Я лежал в темноте, о которой мечтал, одурев от постоянного света, но теперь темнота напоминала мне зияющую пустоту нейросеанса, когда вокруг тебя нет ничего, и в то же время есть всё, о чём ты только можешь помыслить.
Красный глазок камеры тускло горел где-то вдали, и этот тонущая во мраке песчинка света была единственным, что как-то связывало меня с реальностью, не позволяло мне сгинуть в обступающей меня темноте.
Я думал, что умираю.
То, что они сделали со мной — эта инъекция или разряд, который выстрелил имплантат в правом плече — оказалось слишком сильным и едва меня не убило. Кто-то не рассчитал напряжение или дозу, и теперь мне уже не восстановить сил. Быть может, они даже сделали это специально — как эвтаназию для неизлечимо больных. Я был почти благодарен им за это. Наверное, именно поэтому они выключили свет. Всё, что мне оставалось — лишь перестать держаться за угасающий огонёк вдали и закрыть глаза.
Но потом дыхание восстановилось. Я даже смог приподняться на кровати и коснулся кожи на правом плече. Никакой раны не было.
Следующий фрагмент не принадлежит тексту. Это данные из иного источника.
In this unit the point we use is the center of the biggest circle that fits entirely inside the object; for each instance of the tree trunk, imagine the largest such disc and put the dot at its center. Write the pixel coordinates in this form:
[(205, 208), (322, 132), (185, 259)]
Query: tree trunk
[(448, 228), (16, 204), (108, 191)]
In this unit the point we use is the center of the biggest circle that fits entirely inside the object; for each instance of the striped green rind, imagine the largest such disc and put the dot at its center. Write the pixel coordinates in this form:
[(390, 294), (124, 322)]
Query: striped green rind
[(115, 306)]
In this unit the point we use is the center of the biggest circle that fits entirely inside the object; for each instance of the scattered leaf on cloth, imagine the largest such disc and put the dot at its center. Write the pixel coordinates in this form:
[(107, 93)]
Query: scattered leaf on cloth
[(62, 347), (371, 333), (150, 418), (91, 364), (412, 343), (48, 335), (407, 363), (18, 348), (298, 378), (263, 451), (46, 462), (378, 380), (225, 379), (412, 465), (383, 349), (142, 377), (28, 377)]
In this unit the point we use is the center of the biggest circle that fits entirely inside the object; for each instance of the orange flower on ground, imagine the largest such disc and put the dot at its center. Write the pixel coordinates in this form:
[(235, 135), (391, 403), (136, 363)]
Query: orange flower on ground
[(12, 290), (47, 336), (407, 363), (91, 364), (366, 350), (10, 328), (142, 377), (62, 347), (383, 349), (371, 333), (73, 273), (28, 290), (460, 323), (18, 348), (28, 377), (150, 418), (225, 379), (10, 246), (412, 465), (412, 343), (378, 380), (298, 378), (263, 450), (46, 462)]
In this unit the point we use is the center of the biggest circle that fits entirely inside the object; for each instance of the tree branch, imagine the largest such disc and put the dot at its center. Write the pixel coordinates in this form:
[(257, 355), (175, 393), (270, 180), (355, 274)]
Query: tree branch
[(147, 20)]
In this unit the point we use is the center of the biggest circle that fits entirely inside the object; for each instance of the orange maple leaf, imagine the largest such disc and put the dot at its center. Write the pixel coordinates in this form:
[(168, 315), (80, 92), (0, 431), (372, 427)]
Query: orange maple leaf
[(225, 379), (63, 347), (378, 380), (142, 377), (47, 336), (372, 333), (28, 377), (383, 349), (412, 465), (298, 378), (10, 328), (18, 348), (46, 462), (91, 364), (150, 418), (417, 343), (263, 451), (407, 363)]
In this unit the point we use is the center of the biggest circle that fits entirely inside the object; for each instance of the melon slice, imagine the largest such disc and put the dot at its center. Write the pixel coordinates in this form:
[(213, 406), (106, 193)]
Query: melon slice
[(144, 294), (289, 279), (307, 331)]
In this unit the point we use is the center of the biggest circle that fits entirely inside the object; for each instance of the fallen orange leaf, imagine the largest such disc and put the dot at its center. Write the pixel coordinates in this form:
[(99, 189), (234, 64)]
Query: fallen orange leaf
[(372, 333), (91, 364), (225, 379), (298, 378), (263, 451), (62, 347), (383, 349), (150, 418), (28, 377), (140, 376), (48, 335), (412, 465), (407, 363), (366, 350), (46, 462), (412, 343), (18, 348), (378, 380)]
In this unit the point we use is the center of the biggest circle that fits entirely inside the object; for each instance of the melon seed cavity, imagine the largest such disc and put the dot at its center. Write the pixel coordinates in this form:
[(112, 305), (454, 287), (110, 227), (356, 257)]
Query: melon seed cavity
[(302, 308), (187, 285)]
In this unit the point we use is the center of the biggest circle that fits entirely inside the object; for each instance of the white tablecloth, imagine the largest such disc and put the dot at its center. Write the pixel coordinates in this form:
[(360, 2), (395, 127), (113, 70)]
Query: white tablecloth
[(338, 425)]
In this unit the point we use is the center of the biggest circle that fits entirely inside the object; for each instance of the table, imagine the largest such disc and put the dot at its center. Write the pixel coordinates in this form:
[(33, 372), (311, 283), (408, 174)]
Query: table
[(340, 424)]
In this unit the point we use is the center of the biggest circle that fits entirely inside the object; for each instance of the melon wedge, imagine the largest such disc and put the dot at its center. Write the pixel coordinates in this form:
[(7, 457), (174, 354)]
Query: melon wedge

Боль стихала.
Послышался сухой электрический треск, и стены моей камеры стали медленно наливаться светом.
39
Спустя несколько дней меня вызвали в учебную часть и предложили пройти задание второго пилота ещё раз, на тренажёре. Я всерьёз думал о том, чтобы отказаться. Мне дали время на решение, и тут вмешался Виктор.
— Я тебя вообще не понимаю! — сказал он. — Сколько раз мы это делали! Это же обычная лаба, не более.
— Боюсь, не такая обычная… теперь, — сказал я.
— А что изменилось?
Виктор действительно не понимал. Я не рассказал ему о том, что произошло на Аэропе — я просто не мог рассказать.
— Я не знаю, — сказал я. — Просто я уже не уверен, что… мне это нужно.
Виктор уставился на меня, как на умалишённого.
— Чего ты вообще боишься? — спросил он.
Я долго не мог признаться, что боялся в действительности лишь самого себя — своего отражения в нейросети, своих собственных мыслей.
Я уже начал готовиться к переводу — собрал в общежитии вещи и свалил их в картонную коробку, даже выбрал себе отделение на факультете нейродинамики, куда собирался перейти. Однако, когда я написал об этом Лиде, от неё пришёл простой и безжалостный ответ:
"Поздно".
Мне было так тяжело и одиноко, что я пошёл на пересдачу, наверное, желая лишь вновь встретиться с ней в нейросети. Но не увидел ничего, кроме вспыхнувшей передо мной, как вереница кодовых сигналов, последовательности управляющих команд. Хаос уступил место порядку, всё неожиданно стало обыденно и просто. Лида ушла, а я во время своего внеурочного испытания показал лучший на курсе результат.
Перевод больше не требовался, на нейродинамике меня никто не ждал, и я распаковал сваленные в коробку вещи. Виктор предложил отметить это и заявился ко мне вечером в общежитие с очередным ящиком мыльного пива.